26 марта, пятница. Анатолий Игнатьевич, естественно, не позвонил. Они, эти интеллигентные демократы, мастерски просят, когда им надо. Вот попросил у меня зарплату доцента, когда ему перестали платить зарплату в его комиссии. Попросил, наверное, на всякий случай. Потому что сразу же купил себе, по словам Мальгина, живущего с ним в одном доме, дорогую машину. В два часа собрал Ученый совет. Я рассказал все обо всей ситуации. Рассказал о телефонном звонке. Мысли у меня было две: пусть об этом знает как можно больше людей и пусть морально это потянет наших людей. Большую зарплату, материальную помощь, поездки за границу, стабильную работу они имеют за счет институтской коммерческой деятельности, которой руковожу я. У меня даже возникло предложение эту самую деятельность сократить. Пусть постепенно отсыхает аренда — у нас будут большие учебные площади и кабинеты; пусть сократится платное обучение, уйдут курсы Бонк. Будем ли мы все тогда получать зарплату — не знаю.
В три часа я уехал на исполком к книголюбам. Утверждали план, все было, как обычно, кроме одного джентльмена, тоже книголюба. Он, как больной, не мог себя остановить в разговоре, все вспоминал свою советскую деятельность и настаивал, что и нынче весь мир вертится вокруг деятельности его новой, книголюбской.
Я все время не пишу о главном — о новой югославской трагедии — бомбардировке Сербии и Белграда.

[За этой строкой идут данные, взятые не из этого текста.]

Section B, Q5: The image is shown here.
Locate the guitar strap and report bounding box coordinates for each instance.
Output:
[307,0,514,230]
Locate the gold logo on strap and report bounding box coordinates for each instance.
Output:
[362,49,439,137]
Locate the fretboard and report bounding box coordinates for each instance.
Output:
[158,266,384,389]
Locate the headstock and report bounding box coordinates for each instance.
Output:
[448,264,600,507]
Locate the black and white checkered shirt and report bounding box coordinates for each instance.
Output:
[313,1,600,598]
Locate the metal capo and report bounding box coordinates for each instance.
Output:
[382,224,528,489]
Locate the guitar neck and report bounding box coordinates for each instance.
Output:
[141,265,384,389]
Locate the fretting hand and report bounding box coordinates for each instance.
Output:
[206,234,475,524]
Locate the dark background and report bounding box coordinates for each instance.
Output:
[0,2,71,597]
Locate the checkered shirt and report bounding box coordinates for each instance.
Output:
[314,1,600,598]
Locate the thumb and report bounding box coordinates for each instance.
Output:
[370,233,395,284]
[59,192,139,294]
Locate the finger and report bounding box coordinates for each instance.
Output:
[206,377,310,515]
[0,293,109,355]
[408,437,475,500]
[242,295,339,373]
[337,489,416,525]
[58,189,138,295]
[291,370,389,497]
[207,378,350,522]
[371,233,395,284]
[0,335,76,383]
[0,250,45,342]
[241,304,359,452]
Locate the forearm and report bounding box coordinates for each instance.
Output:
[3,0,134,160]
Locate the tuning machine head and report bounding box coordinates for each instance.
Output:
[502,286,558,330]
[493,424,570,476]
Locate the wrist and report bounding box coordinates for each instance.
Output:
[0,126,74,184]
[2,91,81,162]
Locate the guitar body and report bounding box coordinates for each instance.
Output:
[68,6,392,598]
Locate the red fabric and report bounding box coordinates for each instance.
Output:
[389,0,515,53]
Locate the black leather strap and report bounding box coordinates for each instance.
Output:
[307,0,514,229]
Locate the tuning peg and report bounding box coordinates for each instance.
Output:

Я думаю, впервые военная акция Америки получает такой сильный и несрежиссированный отпор у нашего народа. Садовое кольцо запружено демонстрантами. Я видел, как наши ребята пачками уходили с занятий на демонстрацию к посольству. Никто их не подзуживал. Утром на стенде объявлений появилась надпись: «Убей янки у себя в душе». Сначала мы этого янки долго в себе воспитывали, а теперь чувствуем, как он выедает нашу душу.